We report results for LA-speaking children on the emergence of subjects in utterances that express subject-predicate relations. Arabic is interesting, we have seen, because it offers several syntactic alternatives to children in this regard. Clauses may be verbal or verbless, and whereas in verbal clauses lexical subjects may appear before or after the verb, lexical subjects in verbless clauses normally appear only before the predicate. We therefore sought to determine how lexical subjects emerge in very early multiword utterances in the acquisition of LA, and, in particular, where they occur in the earliest clauses. This study does not consider utterances involving null subjects, including those appearing in verbless clauses. Since non-verbal predicates don’t agree with their subjects, it is not possible to distinguish between a non-verbal predicate with a null subject and an isolated NP/PP/AP. In that sense, subject drop in verbal clauses is different from subject drop in verbless ones. Focusing on unambiguous subject-predicate relations, we analyzed the following clause types: verbal and verbless clauses with lexical subjects. The latter include pronominal subjects as well. Our study sought to answer the two specific questions listed in (7).
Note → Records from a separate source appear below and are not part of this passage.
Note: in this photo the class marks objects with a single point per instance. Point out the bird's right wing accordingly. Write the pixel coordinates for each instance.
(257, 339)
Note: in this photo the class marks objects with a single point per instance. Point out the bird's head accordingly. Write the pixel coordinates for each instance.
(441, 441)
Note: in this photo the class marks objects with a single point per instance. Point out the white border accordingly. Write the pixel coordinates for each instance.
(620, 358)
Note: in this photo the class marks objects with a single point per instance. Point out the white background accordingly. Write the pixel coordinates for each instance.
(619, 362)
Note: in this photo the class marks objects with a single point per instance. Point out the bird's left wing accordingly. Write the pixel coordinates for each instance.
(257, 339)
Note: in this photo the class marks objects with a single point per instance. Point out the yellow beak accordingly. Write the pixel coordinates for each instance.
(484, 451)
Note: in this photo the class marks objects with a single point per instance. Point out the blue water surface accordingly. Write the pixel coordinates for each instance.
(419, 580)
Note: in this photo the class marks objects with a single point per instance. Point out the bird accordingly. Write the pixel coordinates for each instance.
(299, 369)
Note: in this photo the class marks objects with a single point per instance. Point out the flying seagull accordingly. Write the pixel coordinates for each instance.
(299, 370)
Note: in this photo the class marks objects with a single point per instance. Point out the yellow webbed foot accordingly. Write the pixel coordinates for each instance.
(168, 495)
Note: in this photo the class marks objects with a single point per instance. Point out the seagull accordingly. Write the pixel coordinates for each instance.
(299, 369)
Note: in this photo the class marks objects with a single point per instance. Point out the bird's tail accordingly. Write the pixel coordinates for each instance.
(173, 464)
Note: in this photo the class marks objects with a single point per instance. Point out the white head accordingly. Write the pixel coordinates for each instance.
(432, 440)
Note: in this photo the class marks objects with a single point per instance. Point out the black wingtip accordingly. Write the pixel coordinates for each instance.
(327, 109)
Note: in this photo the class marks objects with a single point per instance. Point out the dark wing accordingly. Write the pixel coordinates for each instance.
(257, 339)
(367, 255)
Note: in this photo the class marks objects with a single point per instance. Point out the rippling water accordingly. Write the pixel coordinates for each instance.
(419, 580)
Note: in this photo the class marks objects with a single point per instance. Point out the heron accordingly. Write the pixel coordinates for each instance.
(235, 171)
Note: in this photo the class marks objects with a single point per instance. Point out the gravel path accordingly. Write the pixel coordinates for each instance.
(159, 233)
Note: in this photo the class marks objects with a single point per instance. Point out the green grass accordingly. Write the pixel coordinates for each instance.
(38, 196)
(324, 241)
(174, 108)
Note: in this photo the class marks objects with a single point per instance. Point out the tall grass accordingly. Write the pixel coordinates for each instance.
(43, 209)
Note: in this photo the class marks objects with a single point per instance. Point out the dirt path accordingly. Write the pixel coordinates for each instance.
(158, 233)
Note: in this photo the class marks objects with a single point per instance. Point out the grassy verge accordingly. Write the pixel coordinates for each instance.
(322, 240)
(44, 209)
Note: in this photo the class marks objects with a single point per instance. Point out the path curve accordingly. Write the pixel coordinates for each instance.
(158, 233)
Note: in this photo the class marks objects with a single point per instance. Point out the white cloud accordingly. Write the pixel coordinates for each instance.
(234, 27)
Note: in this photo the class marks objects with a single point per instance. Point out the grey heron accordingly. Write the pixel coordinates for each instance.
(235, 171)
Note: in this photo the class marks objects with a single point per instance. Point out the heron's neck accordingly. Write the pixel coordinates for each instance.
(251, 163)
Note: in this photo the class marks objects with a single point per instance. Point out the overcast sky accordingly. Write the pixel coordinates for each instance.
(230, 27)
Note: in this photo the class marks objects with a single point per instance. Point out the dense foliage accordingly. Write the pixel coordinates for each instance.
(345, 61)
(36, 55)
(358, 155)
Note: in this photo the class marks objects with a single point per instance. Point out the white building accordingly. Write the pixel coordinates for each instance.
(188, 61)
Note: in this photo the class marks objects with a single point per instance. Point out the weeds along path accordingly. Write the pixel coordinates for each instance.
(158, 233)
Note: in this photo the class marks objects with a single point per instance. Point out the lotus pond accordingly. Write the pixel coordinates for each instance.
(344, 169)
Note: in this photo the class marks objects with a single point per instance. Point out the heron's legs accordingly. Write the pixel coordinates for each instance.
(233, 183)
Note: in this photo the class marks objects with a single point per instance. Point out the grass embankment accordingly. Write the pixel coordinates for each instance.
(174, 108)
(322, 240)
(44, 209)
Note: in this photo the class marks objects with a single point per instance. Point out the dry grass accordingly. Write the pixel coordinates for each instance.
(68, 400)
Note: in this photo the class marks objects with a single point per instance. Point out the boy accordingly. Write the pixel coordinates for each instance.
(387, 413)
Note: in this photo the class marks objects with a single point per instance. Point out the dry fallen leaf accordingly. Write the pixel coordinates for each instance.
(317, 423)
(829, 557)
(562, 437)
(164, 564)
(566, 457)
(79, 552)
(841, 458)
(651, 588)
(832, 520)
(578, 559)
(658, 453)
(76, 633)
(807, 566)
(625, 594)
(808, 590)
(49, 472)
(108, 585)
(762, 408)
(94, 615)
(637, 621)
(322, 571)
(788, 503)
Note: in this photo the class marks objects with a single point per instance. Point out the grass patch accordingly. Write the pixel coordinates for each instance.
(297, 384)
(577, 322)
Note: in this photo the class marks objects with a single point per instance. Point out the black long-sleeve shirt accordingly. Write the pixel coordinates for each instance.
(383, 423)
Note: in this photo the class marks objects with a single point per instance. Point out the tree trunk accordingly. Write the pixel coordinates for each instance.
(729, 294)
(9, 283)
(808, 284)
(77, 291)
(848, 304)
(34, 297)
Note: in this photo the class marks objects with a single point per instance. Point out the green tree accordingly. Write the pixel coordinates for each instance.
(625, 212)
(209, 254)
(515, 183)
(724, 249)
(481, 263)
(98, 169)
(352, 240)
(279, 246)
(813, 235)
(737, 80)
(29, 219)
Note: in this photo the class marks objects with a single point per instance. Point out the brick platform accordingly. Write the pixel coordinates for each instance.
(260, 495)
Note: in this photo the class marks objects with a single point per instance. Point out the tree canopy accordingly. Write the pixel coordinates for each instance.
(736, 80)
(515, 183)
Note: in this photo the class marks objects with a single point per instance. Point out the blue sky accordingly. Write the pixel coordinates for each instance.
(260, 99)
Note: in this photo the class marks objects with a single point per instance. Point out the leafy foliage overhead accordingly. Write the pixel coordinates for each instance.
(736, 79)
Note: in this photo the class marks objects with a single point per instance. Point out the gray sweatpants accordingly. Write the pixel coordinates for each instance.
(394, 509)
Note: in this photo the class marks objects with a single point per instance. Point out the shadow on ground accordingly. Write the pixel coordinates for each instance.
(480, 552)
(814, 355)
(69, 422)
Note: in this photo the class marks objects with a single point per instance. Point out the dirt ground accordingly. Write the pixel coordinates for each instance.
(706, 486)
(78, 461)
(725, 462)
Understanding how lexical subjects emerge in the acquisition of LA in children with typical development, we hope, will contribute to the constitution of a baseline for determining what typical acquisition of LA looks like in children, thereby making it possible to identify children who might have a language disorder, and who could benefit from speech-language therapy.



Nineteen Lebanese children aged 2;0–2;11 were involved in the study (see Table 2), nine girls and ten boys.Footnote 4 They had all been exposed to LA since birth, had typical language development and no hearing impairment. Participants were recruited from different regions in Lebanon and were representative of the Lebanese population in terms of socioeconomic status, regional and community origin.Footnote 5 LA is spoken by more than 90% of the population of Lebanon, but it coexists notably with French and English (Leclerc, Reference Leclerc2015), the two main languages used for instruction at all levels, including in preschools. Most children growing up in Lebanon are exposed to more than one language, from a very early age, both inside and outside the home. The frequency of exposure to languages other than LA varies considerably. The mothers of all the participants in this study reported (in response to a parental intake interview) using LA with their child at least 50% of the time (mean 80%, with a range from 50% to 100%) and many mothers (17 out of 19) reported also using either English or French with their child.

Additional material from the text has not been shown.